Weekly Compilation of Presidential Documents, July 12, 1993 by Bill Clinton

In a few hours I wi]l be traveling to Tokyo to attend the annual summit of the world's largest industrial nations. A foreign summit with all of its protocol, its interpreters, its communiques, seems awfully remote to most Americans' lives and probably seems remote to the work most of you do in our schools. But in fact, the work that I will be doing in the next few days and the work that you do every day are closely related, for we have entered an era where the line between our domestic policy and our foreign policy has completely evaporated.

Today I want to take a few moments to explain to you what this trip is about, how it relates to what you do, and the goals that we all share for our country. Like your work in the schools, this trip is about crafting our future. Its goals are our prosperity and security in a tough global economy.

Forty-five years ago at the end of the cold war, President Harry Truman and a generation of visionary leaders realized we had entered a new age that demanded new policies and new institutions. They built NATO to deter Soviet aggression. They created international financial institutions to help to rebuild Europe and Japan and promote global economic growth.

Now our generation after the cold war must create a new vision, new policies, and new agreements to enable the world's nations to prosper. We cannot long continue to promote democracy when Europe is having the slowest economic growth in 20 years, Japan facing the slowest economic growth in four decades, and America over 3 million jobs behind where we ought to be at this point in our development, still with the strongest economy of all these industrialized nations. We can do better, and we must. You think about every one of your schools with every financial problem you've got. If every American who wanted a job had one, and we were growing this economy, the money would be there to pay our teachers, to invest in our schools, to give our kids a better life.

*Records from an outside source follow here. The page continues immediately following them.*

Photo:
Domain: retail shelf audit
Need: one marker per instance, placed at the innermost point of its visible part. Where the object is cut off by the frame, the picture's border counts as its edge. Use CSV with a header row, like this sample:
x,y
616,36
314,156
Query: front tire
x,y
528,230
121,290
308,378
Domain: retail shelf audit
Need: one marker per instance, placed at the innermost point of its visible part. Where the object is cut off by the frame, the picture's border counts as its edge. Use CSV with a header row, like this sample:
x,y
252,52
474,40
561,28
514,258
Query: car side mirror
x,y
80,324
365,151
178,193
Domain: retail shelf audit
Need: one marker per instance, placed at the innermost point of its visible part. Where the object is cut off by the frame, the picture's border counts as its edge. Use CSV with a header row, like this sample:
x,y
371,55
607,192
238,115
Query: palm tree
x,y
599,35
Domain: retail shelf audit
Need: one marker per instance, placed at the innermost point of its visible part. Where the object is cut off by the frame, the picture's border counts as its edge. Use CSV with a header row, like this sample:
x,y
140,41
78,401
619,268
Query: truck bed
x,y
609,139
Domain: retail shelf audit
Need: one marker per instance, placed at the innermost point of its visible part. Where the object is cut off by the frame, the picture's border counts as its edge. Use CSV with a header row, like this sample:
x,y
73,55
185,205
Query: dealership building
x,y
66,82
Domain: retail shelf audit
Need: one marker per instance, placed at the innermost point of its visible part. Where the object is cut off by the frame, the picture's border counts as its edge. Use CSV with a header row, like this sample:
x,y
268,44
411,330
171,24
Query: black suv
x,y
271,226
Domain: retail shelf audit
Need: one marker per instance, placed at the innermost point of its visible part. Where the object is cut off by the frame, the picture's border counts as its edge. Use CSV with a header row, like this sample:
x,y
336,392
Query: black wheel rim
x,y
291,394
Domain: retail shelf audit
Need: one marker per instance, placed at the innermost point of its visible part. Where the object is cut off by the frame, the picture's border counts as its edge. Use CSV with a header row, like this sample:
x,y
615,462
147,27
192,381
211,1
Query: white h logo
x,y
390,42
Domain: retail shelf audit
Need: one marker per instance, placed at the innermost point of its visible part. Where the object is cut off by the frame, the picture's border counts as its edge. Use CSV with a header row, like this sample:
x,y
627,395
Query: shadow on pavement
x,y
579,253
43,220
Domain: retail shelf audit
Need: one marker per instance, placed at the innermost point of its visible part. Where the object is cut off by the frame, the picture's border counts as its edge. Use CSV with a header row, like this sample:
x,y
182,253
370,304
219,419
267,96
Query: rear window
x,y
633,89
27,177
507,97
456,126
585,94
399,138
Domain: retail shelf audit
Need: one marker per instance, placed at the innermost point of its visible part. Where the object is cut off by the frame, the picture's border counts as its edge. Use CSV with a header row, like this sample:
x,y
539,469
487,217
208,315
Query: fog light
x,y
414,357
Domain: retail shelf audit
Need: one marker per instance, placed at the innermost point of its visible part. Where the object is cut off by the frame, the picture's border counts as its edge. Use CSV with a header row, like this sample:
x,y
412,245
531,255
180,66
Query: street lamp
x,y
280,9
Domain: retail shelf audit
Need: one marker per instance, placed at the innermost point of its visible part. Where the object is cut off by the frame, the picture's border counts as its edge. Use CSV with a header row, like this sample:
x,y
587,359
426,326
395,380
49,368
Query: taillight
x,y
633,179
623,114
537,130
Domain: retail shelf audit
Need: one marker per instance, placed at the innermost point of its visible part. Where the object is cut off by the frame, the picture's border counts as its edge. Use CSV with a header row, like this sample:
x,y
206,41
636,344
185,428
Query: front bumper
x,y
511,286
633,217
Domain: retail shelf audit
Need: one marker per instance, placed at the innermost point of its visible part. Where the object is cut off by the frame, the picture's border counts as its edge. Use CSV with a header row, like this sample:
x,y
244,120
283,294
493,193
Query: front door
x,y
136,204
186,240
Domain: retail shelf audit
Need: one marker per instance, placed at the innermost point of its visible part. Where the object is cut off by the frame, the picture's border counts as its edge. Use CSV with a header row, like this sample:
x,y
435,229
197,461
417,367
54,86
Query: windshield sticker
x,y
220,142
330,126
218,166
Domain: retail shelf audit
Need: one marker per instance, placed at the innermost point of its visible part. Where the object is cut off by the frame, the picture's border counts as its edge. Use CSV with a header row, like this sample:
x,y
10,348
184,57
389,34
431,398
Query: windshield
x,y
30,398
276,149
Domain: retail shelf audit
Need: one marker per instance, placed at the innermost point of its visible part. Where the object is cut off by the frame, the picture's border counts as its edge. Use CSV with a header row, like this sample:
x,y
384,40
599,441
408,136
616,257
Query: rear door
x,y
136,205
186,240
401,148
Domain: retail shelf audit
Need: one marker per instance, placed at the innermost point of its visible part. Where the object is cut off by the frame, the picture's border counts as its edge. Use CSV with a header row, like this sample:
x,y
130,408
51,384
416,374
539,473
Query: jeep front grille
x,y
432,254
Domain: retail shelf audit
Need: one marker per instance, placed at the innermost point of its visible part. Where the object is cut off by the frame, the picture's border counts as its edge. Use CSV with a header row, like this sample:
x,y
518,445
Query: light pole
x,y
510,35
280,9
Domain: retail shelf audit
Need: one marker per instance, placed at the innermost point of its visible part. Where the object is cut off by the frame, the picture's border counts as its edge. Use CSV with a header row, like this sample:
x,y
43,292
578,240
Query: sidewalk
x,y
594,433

A generation ago, our students prepared themselves for a worldng world dominated by large corporations and heavy manufacturing industries which competed with each other and the United States, but suffered no foreign competitors and could dominate the international markets they chose to enter. Today they enter a high-tech information revolution spearheaded by flexible entrepreneurial firms, both large and small, that are networked through computers with their suppliers and their customers all around the world. They enter a world where everybody's job, directly or indirectly, is affected by global competition. In this economy, money and management and technology are incredibly mobile, and a nation's well-being depends largely on the skills of its work force and the capacity of the people to adapt and be productive.

A generation ago, students planned for lifetime careers with one company. Today's graduates can expect to change jobs six or seven times in a lifetime, even if they stay with one company. Before they reach retirement, always in conjunction with other workers in the world, they will be in constant competition. And we must face the hard fact that many of the people with whom we compete for the high-wage, high-growth jobs are uniformly more thoroughly prepared to begin their work than our people are.